La blouse du député Thivrier
En 1889, alors qu’il doit siéger au Palais-Bourbon, le nouveau député de la circonscription de Montluçon, Christophe Thivrier, fait le choix de se singulariser en portant en permanence la blouse, vêtement emblématique des ouvriers bourbonnais. Ce choix vestimentaire va évidemment attirer l’attention des journalistes et du public.
Le premier élu socialiste
« Il ne fait pas bon, sous le gouvernement de M. Floquet, de professer des opinions socialistes. Le citoyen Thivrier vient de l’apprendre par arrêté du préfet de l’Allier qui le suspend pour un mois de ses fonctions de maire de Commentry. Le crime du citoyen Thivrier est d’avoir fait suivre son nom de sa qualité de maire, en signant une adresse à des délégués des chambres syndicales ouvrières de l’Allier et de Bordeaux. C’était en effet impardonnable ! »
Le député en biaude
L’élection de septembre 1889 s’annonce disputée dans la circonscription de Montluçon avec trois candidats, un républicain progressiste (M. Deslinières), un bonapartiste (M. Martinot) et un « collectiviste » (M. Thivrier). La victoire de Thivrier n’est pas une surprise pour Jean Véridic qui consacre son éditorial à la promesse du nouveau député de ne porter « que la blouse d’ouvrier » et non la « la redingote élégante qui serra les hanches des Carnot et des Antonin Proust », relativisant la portée symbolique du geste, assurant que « les temps sont loin où la blouse de l’ouvrier était comme le symbole et le drapeau des questions sociales les plus irritantes dans notre pays ».
En 1889, afin de respecter l’engagement pris devant les mineurs de Bézenet, le député Christophe Thivrier se présente à l’Assemblée Nationale, vêtu de la fameuse blouse bleue des ouvriers bourbonnais.
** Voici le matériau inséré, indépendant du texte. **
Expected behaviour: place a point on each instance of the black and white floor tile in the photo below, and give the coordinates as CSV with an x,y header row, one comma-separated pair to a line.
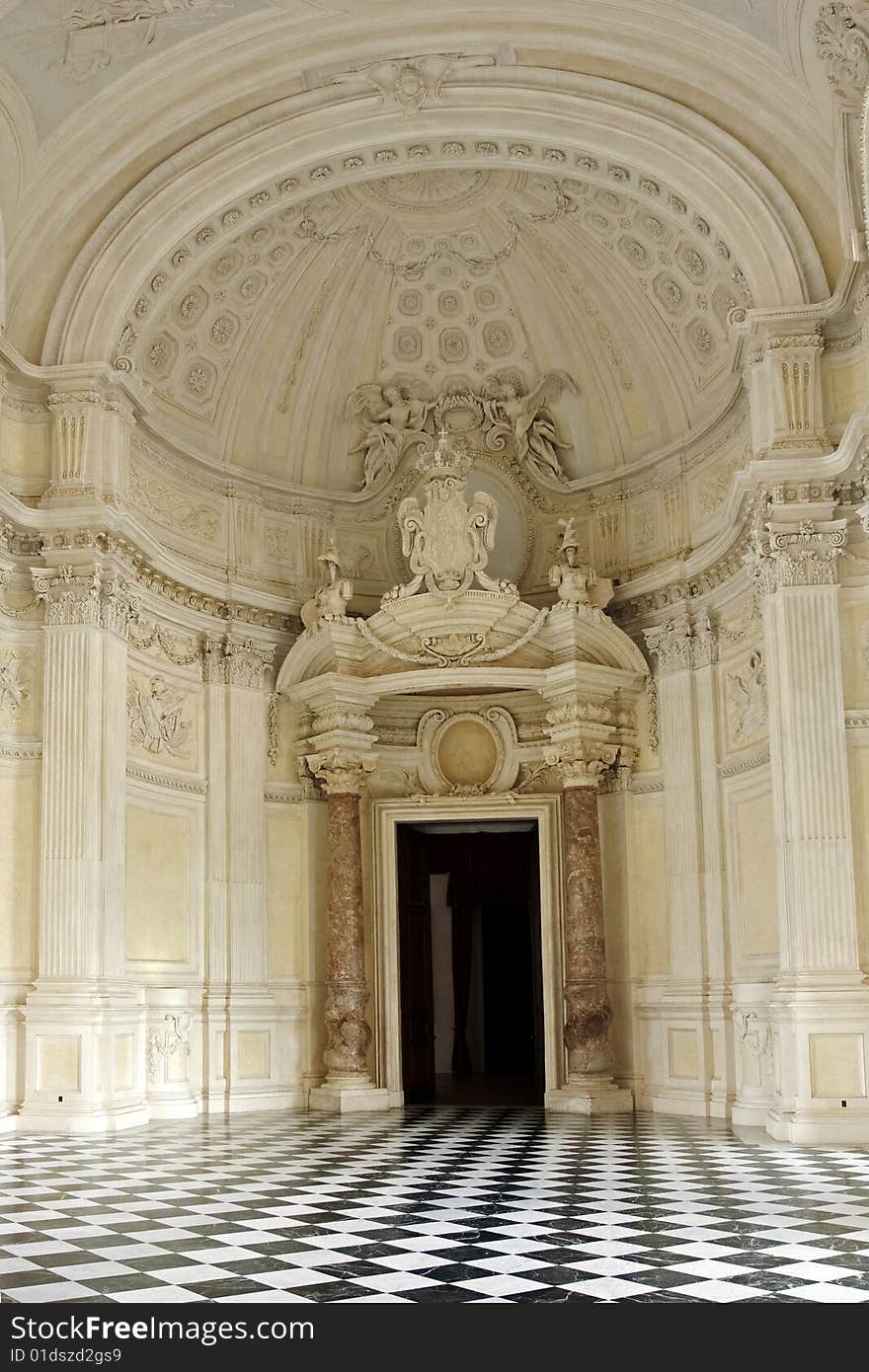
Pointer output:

Aux huissiers qui le somment de sortir, le député aurait répondu : « Quand l’abbé Lemire posera sa soutane, quand le général de Gallifet quittera son uniforme, je poserai ma blouse d’ouvrier ». Paroles qui ne sont pas reprises par les journaux, pourtant friands de telles tirades, ce qui laisse planer un doute sur la véracité de la réponse. Par contre, L’Humanité narre une anecdote similaire mais lors d’une discussion entre Thivrier et l’évêque Freppel :
« L’évêque Freppel, avec lequel Thivrier ne tarda pas à entre en conversation, lui posa la question, l’identique question :
- Ne la poserez-vous jamais, mon cher collègue ?
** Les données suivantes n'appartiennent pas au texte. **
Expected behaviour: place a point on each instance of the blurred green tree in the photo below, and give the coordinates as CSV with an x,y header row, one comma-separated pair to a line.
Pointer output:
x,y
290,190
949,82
- Si, répliqua Christophe Thivrier, quand vous poserez votre soutane ! »
« Ce qui paraît assez ridicule aussi, c’est que Thivrier s’imagine lutter contre un préjugé bourgeois, tandis qu’il lutte simplement contre un préjugé ouvrier. Ce n’est pas le bourgeois, en effet, c’est l’ouvrier qui s’empresse de faire quelque toilette, qui s’endimanche, quand il sort de chez lui, de l’usine, de la fabrique, ou de l’atelier […]La bouse de Thivrier, qui laisse le bourgeois fort indifférent, flatte l’ouvrier peut-être, mais certainement elle le choque. »
« On verra le peuple en blouse ne s’occuper guère de Thivrier que pour se moquer de sa blouse. C’est qu’il ne suffit pas de porter le drapeau socialiste sous forme de blouse, il faut encore savoir le défendre. Or Thivrier n’en paraît point capable, du tout. Non seulement, il ne le défend pas à a tribune, ce qui est une désertion ; mais il ne le défend même point par ses votes, ce qui est une trahison. »
Christophe Thivrier (1841-1895)
Né à Durdat-Larequille en 1841, Christophe Thivrier travaille dès l’âge de 10 ans comme ouvrier mineur. Il occupe plusieurs professions comme entrepreneur en bâtiment, huilier, boulanger ou encore marchand de vin. Il est membre de La Marianne, société secrète qui tente d’unifier les revendications ouvrières. Il s’engage en politique en 1874 et devient le premier maire socialiste du monde en 1882. En 1889, il est député. Il décède le 8 août 1895 à Commentry.